The Cath­o­lic agenda for the Supreme Court

The Rev. Bernard Survil: The Cath­o­lic agenda for the Supreme Court


We hear a great deal about the Catholic Church’s agenda to overturn Roe v. Wade, with Judge Amy Coney Barrett as our latest agent to achieve it. President Donald Trump even said at the White House announcement of Judge Barrett as the nominee, “The Catholic Church is very well united on this. They are so thrilled that Amy was chosen.”

In reality, we will be thrilled when the Supreme Court upholds laws that care for people across the whole spectrum of life. As Catholics, our concerns include helping vulnerable and low-income people with health care, welcoming immigrants with dignity, and protecting our air, water, and climate. I see especially that the federal courts recently have stood in the way of policies to save lives by reducing pollution.

I am a priest who has been participating in the broad and deep Catholic mission in society for many decades. I have watched climate change grow as a moral concern for the church. Back in 1990, when I was pastoring a rural Guatemalan parish, St. Pope John Paul II declared that the “‘greenhouse effect’ has now reached crisis proportions as a consequence of industrial growth ... I wish to repeat that the ecological crisis is a moral issue.”

It is immoral and unimaginative that we still burn vast quantities of dirty fuel, leading to the deaths of 200,000 Americans each year from particulate pollution, largely from coal-fired power plants. At the same time, climate disruption is exacerbating wildfires and hurricanes, threatening lives and livelihoods on a grand scale. There is no reason we have to accept this loss of life as a matter of course while we have bountiful clean energy available. God gave humanity an abundant Earth that we might choose life, not death.

Pope Francis, following the moral leadership of his predecessors, issued the highest-level teaching — an encyclical called “Laudato Si” — five years ago about morality and ecology. He wrote clearly: “Climate change is a global problem with grave implications.”

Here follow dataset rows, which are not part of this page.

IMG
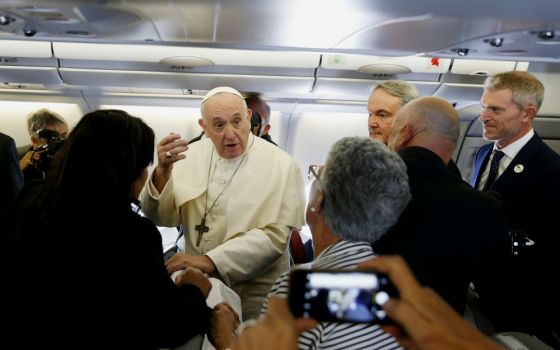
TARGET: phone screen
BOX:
[289,270,397,324]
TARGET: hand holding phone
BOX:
[288,270,398,324]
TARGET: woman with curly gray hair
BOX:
[263,137,410,349]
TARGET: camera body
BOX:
[251,112,262,137]
[33,129,64,172]
[288,269,398,324]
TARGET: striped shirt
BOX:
[262,241,401,350]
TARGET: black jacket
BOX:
[374,147,509,313]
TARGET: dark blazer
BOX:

The pope asserted the truth that should be evident to all of us: There is an urgent need to develop policies so that, in the next few years, the emission of carbon dioxide and other highly polluting gases can be drastically reduced, for example, substituting for fossil fuels and developing sources of renewable energy.

Pope Francis has boldly urged international cooperation on climate change. His encyclical “Laudato Si,” released six months before the 2015 Paris climate talks, was widely regarded as extremely influential to its success. The U.S. Catholic bishops echoed the popes on the grave moral threat of climate change, with a special focus on advocating for a policy called the Clean Power Plan. This plan provided the first-ever limits on carbon pollution from power plants and was the cornerstone of our nation’s commitment to the world in the Paris climate agreement.

The Supreme Court, however, has at times been on the wrong side of history and morality. In a 5-4 decision in 2016, it put a surprising halt to the Clean Power Plan. Confusingly, this decision came several years after it ruled that the U.S. has a responsibility to regulate carbon pollution through the Clean Air Act.

In the near future, many other commonsense regulations to stabilize the climate and prevent deaths from pollution will come before the federal courts. These include the Clean Car Standards, Methane Pollution Standards, and Mercury and Air Toxics Standards, which together will save tens of thousands of lives from dirty particulate pollution and mercury poison in our air and water.

Recently, Pope Francis released his third encyclical, called “Fratelli Tutti: On Fraternity and Social Friendship.” In it, he addresses a range of life issues: building solidarity across the human family; protecting the poor, vulnerable and unborn; caring for immigrants; defending the environment; and ending war and the death penalty.

The Catholic mission is to protect all life. We must question if there is a political agenda behind reducing our teaching and our mission to simply overturning Roe v. Wade.

The Rev. Bernard Survil is active with the Association of U.S. Catholic Priests and is based in Greensburg.